The report from JPMorgan, which hosted the insurer at its Asia Insurance Forum, highlighted the solid performance and potential for sustained double-digit growth in new business value for the full year.
The bank's analysis pointed to robust solvency, with Ping An Life’s core adequacy ratio at 131% and Ping An Property & Casualty at 172%, both far exceeding the 50% regulatory floor. The price target was held at HKD90.
JPMorgan believes Ping An's improved asset-liability management and a shift away from interest rate-sensitive products will ensure earnings resilience and support its dividend, a key factor for investors.
Solvency and Growth Underpin Thesis
According to the report, Ping An's asset management segment is no longer expected to be a drag on core earnings growth this year. The bank sees the expansion of participating insurance policy sales as a key factor that will help the company's contractual service margin (CSM) absorb investment volatility, ensuring more resilient earnings.

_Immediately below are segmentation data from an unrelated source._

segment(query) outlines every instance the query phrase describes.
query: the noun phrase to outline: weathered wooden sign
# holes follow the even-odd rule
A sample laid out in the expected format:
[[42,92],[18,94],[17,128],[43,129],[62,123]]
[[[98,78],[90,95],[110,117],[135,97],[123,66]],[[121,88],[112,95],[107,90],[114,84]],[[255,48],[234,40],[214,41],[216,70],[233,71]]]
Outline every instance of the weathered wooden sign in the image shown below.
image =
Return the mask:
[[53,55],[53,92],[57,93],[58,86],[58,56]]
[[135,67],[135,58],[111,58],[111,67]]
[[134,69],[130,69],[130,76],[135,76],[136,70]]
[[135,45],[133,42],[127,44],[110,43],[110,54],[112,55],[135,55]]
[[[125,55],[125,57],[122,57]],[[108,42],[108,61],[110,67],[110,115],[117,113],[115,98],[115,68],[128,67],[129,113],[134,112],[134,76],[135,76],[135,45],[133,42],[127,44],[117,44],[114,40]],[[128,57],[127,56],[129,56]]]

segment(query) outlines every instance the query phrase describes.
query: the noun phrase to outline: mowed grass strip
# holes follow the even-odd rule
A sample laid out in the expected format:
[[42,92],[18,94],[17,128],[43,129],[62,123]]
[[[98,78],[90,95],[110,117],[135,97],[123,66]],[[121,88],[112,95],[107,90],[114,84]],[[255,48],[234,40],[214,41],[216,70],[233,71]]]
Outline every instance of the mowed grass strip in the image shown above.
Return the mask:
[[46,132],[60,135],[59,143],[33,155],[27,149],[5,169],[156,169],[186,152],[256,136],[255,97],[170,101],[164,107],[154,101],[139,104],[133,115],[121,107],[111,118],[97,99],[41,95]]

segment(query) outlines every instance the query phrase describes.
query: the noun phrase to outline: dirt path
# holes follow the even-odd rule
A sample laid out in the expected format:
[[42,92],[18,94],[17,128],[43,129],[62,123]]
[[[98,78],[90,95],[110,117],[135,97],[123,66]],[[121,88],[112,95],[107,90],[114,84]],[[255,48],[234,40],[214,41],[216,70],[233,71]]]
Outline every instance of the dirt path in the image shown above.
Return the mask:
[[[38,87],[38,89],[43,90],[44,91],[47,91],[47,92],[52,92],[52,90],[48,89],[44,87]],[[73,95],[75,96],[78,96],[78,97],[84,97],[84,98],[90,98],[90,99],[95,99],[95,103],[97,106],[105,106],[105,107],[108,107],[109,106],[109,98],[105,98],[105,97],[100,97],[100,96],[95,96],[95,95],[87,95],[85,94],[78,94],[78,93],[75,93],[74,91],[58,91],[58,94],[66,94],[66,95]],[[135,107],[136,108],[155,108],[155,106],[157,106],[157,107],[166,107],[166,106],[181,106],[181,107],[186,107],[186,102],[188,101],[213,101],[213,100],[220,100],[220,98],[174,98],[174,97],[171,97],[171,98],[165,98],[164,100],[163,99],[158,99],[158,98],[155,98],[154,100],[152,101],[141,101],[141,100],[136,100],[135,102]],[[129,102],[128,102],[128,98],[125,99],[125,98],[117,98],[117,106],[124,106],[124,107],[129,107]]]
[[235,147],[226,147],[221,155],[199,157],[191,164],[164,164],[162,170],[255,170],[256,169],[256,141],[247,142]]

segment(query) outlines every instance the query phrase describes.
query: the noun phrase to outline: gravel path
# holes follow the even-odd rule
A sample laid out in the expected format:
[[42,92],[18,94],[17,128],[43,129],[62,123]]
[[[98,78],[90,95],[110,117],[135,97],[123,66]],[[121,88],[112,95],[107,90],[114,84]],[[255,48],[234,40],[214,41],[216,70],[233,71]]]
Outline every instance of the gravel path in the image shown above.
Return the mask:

The strong capital position is a cornerstone of the bullish thesis. With solvency ratios well above the regulatory minimums, JPMorgan noted the company has a solid foundation for both sustained business growth and continued dividend distributions to shareholders. This contrasts with a sector that has faced pressure from volatile markets, with peer China Life (02628.HK) also navigating the challenging environment.
The positive assessment from a major investment bank could bolster investor confidence in Ping An and the broader Chinese insurance sector. Investors will be watching for continued execution on new business growth in the upcoming quarters.
This article is for informational purposes only and does not constitute investment advice.